Home prices increased 4% year over year in December, CoreLogic said in its latest Home Price Forecast. The company now predicts the U.S. price index will rise by 5.2% come December 2020.
Throughout 2019, CoreLogic indicates the U.S. housing market experienced varied price growth. This is especially so for the nation’s lower-priced homes, which saw home prices climb significantly in 2019.
“Moderately priced homes are in high demand and short supply, pushing up values and eroding affordability for first-time buyers,” said Frank Nothaft, chief economist at CoreLogic. “Homes that sold for 25% or more below the local median price experienced a 5.9% price gain in 2019, compared with a 3.7% gain for homes that sold for 25% or more above the median.”
Out of the top 50 markets covered in the report, CoreLogic says that 40% were overvalued, 20% were undervalued and the remaining 40% were at value in December 2019.

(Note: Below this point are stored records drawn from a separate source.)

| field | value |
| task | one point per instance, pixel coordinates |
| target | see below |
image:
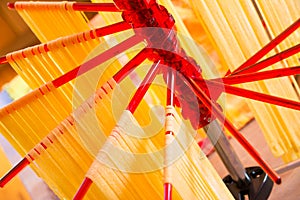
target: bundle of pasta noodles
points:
(60, 127)
(238, 38)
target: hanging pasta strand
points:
(279, 125)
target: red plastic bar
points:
(13, 172)
(171, 87)
(86, 7)
(99, 59)
(271, 45)
(168, 191)
(238, 136)
(3, 60)
(257, 96)
(83, 189)
(132, 64)
(143, 88)
(95, 7)
(257, 76)
(269, 61)
(170, 102)
(100, 32)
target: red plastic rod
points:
(168, 191)
(94, 62)
(132, 64)
(170, 102)
(3, 60)
(87, 7)
(13, 172)
(238, 136)
(257, 96)
(257, 76)
(271, 45)
(95, 7)
(143, 88)
(171, 87)
(83, 189)
(269, 61)
(100, 32)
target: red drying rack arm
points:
(13, 172)
(143, 88)
(101, 58)
(270, 61)
(100, 32)
(257, 76)
(238, 136)
(271, 45)
(95, 7)
(86, 7)
(119, 76)
(170, 102)
(257, 96)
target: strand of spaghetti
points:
(257, 76)
(133, 104)
(267, 48)
(99, 32)
(118, 77)
(270, 61)
(108, 54)
(81, 6)
(239, 137)
(169, 137)
(256, 95)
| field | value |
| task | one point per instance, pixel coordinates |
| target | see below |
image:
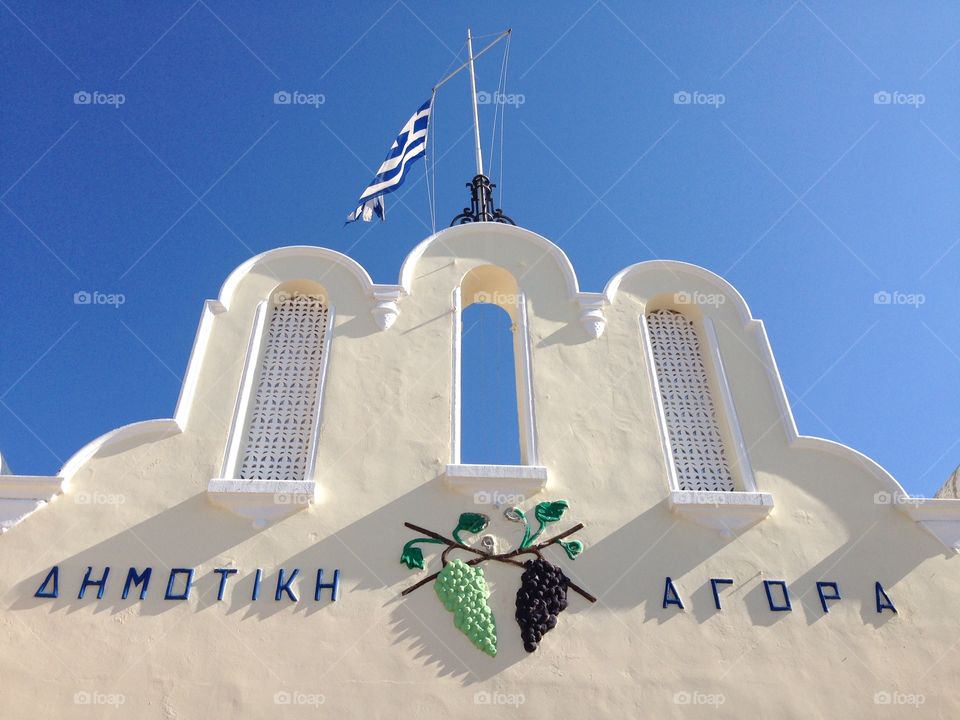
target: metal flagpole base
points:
(481, 204)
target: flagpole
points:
(473, 98)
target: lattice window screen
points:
(277, 444)
(690, 415)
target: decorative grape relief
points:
(463, 590)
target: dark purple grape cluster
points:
(541, 598)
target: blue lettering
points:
(169, 594)
(54, 575)
(101, 583)
(671, 596)
(333, 587)
(134, 579)
(767, 584)
(283, 586)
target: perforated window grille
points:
(277, 444)
(690, 415)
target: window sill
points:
(938, 516)
(497, 484)
(726, 512)
(262, 501)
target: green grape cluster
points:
(463, 591)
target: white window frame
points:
(725, 511)
(527, 478)
(265, 500)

According to the company’s data, these are the 12-month HPI changes for some of the nation’s top single-family housing markets:
- San Francisco-Redwood City-South San Francisco, California: Increased by 2.2%
- Los Angeles-Long Beach-Glendale, California: Increased by 3.3%
- Boston, Massachusetts: Increased by 3.3%
- Chicago-Naperville-Arlington Heights, Illinois: Increased by 0.8%
- Washington-Arlington-Alexandria, D.C.-Virginia-Maryland-West Virginia: Increased by 4.5%
- Denver-Aurora-Lakewood, Colorado: Increased by 3.9%
- Houston-The Woodlands-Sugar Land, Texas: Increased by 3.5%
- Las Vegas-Henderson-Paradise, Nevada: Increased by 2.9%
- Miami-Miami Beach-Kendall, Florida: Increased by 2.3%
- New York-New Jersey-White Plains, New York-New Jersey: Increased by 0.1%
Overvalued markets have homes that are at least 10% above the long-term, sustainable level. An undervalued housing market is one in which home prices are at least 10% below the sustainable level.

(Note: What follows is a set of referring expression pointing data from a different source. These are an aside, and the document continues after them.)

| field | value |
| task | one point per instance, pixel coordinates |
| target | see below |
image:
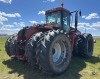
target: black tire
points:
(8, 43)
(86, 45)
(12, 45)
(47, 60)
(30, 49)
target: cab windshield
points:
(55, 18)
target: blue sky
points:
(15, 14)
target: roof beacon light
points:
(62, 4)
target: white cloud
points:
(42, 22)
(91, 16)
(48, 1)
(9, 31)
(7, 26)
(10, 15)
(41, 12)
(20, 24)
(1, 23)
(33, 22)
(96, 25)
(6, 1)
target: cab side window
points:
(66, 21)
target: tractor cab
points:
(58, 18)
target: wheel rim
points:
(58, 52)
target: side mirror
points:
(80, 13)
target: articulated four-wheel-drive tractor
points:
(50, 46)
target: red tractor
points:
(50, 46)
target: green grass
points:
(79, 68)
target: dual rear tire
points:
(54, 52)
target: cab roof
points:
(57, 9)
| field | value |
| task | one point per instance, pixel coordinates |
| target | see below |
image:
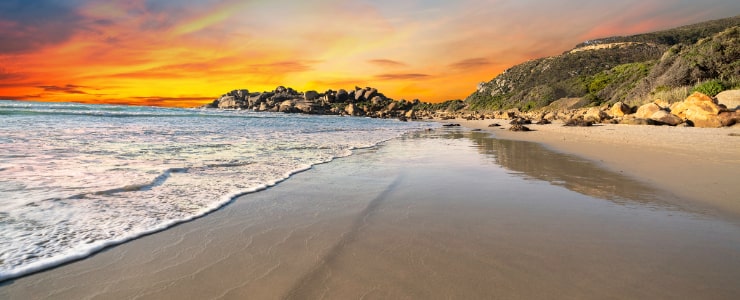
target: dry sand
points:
(700, 164)
(448, 214)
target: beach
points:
(447, 213)
(700, 164)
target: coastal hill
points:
(633, 69)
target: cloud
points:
(283, 67)
(29, 25)
(471, 63)
(404, 76)
(386, 63)
(67, 89)
(171, 101)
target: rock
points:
(352, 110)
(342, 95)
(729, 118)
(370, 93)
(664, 117)
(637, 121)
(227, 102)
(662, 104)
(376, 101)
(410, 114)
(595, 114)
(700, 109)
(520, 121)
(578, 123)
(620, 109)
(519, 127)
(311, 95)
(306, 107)
(359, 95)
(647, 110)
(568, 103)
(286, 106)
(730, 99)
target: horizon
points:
(163, 53)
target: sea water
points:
(77, 178)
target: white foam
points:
(75, 184)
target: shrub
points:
(710, 88)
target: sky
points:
(188, 52)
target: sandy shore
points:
(700, 164)
(447, 214)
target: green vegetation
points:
(664, 64)
(711, 87)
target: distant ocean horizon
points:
(77, 178)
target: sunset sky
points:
(188, 52)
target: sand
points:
(699, 164)
(437, 215)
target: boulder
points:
(730, 99)
(647, 110)
(550, 116)
(342, 95)
(578, 123)
(700, 109)
(519, 127)
(227, 102)
(620, 109)
(311, 95)
(595, 114)
(370, 93)
(286, 106)
(664, 117)
(359, 95)
(637, 121)
(411, 114)
(662, 104)
(352, 110)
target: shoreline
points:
(699, 165)
(441, 213)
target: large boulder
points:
(730, 99)
(664, 117)
(647, 110)
(311, 95)
(620, 109)
(637, 121)
(287, 106)
(228, 102)
(595, 114)
(352, 110)
(700, 109)
(370, 93)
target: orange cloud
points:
(171, 53)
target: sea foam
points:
(79, 178)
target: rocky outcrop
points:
(730, 99)
(356, 102)
(699, 109)
(619, 109)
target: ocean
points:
(76, 178)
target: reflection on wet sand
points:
(532, 160)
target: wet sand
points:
(442, 214)
(700, 164)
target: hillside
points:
(665, 64)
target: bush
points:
(710, 88)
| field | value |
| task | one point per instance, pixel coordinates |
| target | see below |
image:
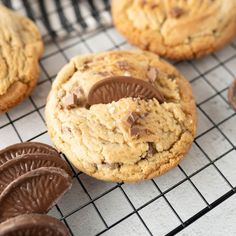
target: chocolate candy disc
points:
(232, 95)
(115, 88)
(16, 167)
(20, 149)
(33, 225)
(34, 192)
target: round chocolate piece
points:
(21, 149)
(34, 192)
(33, 225)
(116, 88)
(232, 95)
(16, 167)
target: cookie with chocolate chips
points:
(21, 47)
(137, 119)
(177, 29)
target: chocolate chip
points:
(176, 12)
(152, 74)
(123, 65)
(79, 92)
(138, 132)
(134, 131)
(33, 224)
(232, 95)
(151, 149)
(71, 101)
(132, 118)
(115, 88)
(154, 5)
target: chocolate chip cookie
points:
(180, 29)
(20, 48)
(121, 115)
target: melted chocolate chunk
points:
(151, 149)
(123, 65)
(232, 95)
(71, 101)
(138, 132)
(33, 224)
(176, 12)
(21, 149)
(152, 74)
(34, 192)
(132, 118)
(116, 88)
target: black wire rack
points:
(56, 21)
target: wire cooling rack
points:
(199, 188)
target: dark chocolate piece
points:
(71, 101)
(21, 149)
(33, 225)
(176, 12)
(134, 131)
(232, 95)
(152, 74)
(123, 65)
(132, 118)
(151, 149)
(34, 192)
(16, 167)
(115, 88)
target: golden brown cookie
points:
(20, 48)
(130, 139)
(179, 29)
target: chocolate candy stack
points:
(32, 178)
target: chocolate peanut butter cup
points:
(33, 224)
(34, 192)
(116, 88)
(20, 149)
(16, 167)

“On a national level, home prices are on an upswing,” said Frank Martell, president and CEO of CoreLogic. “Price growth is likely to accelerate in 2020. And while demand for homeownership has continued to increase for millennials, particularly those in their 30s, 74% admit they have had to make significant financial sacrifices to afford a home. This could become an even bigger factor as home prices reach new heights during 2020.”